Harvey’s “dance of the dialectic” offers aesthetic thrills missing from Wright’s positivist axioms. The introduction to Companion mentions the influence of Jacques Derrida, and Harvey can sound like a comparative literature professor asking his class to “comment on how it [a basic concept in Capital] would weave into and out of the fabric of the book” and asking questions like “does the word ‘appear’ always signal a fetishistic moment?” Reading an exposition of such a rich text by someone who knows it so intimately is a pleasure. There is also an appeal in the elegant parsimony of Harvey’s orthodoxy—a system which can incorporate any fact into its system and which shows so effectively the limitations of any half-measures. In the final analysis, though, there is something evasive about it, exemplified in Harvey’s assertion that capitalism’s survival “suggests that the fluidity and flexibility of capital accumulation—features that Marx emphasizes.” Is that really all that capitalism’s survival suggests? Does its survival really speak that well of Marx’s theories? One appreciates Wright’s willingness to examine Marx’s propositions in the analytic “brick-by-brick” method Harvey disdains. (It is also nice to read Wright’s frank acknowledgements of the failures of the actually existing socialism of the 20th century, in contradistinction to Harvey, whose mentions of Lenin and Mao are glancing and sometimes approbatory.) But it doesn’t take a staid democratic socialist like Wright to question Marx’s basic suppositions more deeply than Harvey is willing to. Slavoj Žižek, for all of his defiant Leninist gestures, submits also that “it’s clear that if you want to explain what today is going on with Marx’s theory of exploitation, what goes on today with poverty and so on, you can no longer account for it in the Marxist terms of exploitation.”

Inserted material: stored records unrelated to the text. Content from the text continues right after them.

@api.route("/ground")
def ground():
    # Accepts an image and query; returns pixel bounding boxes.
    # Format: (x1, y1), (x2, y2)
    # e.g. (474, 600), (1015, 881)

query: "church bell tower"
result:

For his willingness to venture beyond the confines of these terms, Wright makes a more convincing case for his brand of socialist thought than Harvey does for his well-aged Marxism. Still, the prospects for immediate radical change, or even for the Democrats in 2010, won’t be affected by the publication of Wright’s book. Economic recovery of some sort, it seems, will come and the hint of capitalism’s death throes, so long hoped for by Marxists, will fade once more. But once we accept that radical social change might come through small, thoughtful reforms and not through the iron laws of crisis and contradiction, Wright’s “socialist compass” offers a path forward, both for its specific proposals and as a guide to imagining new ones.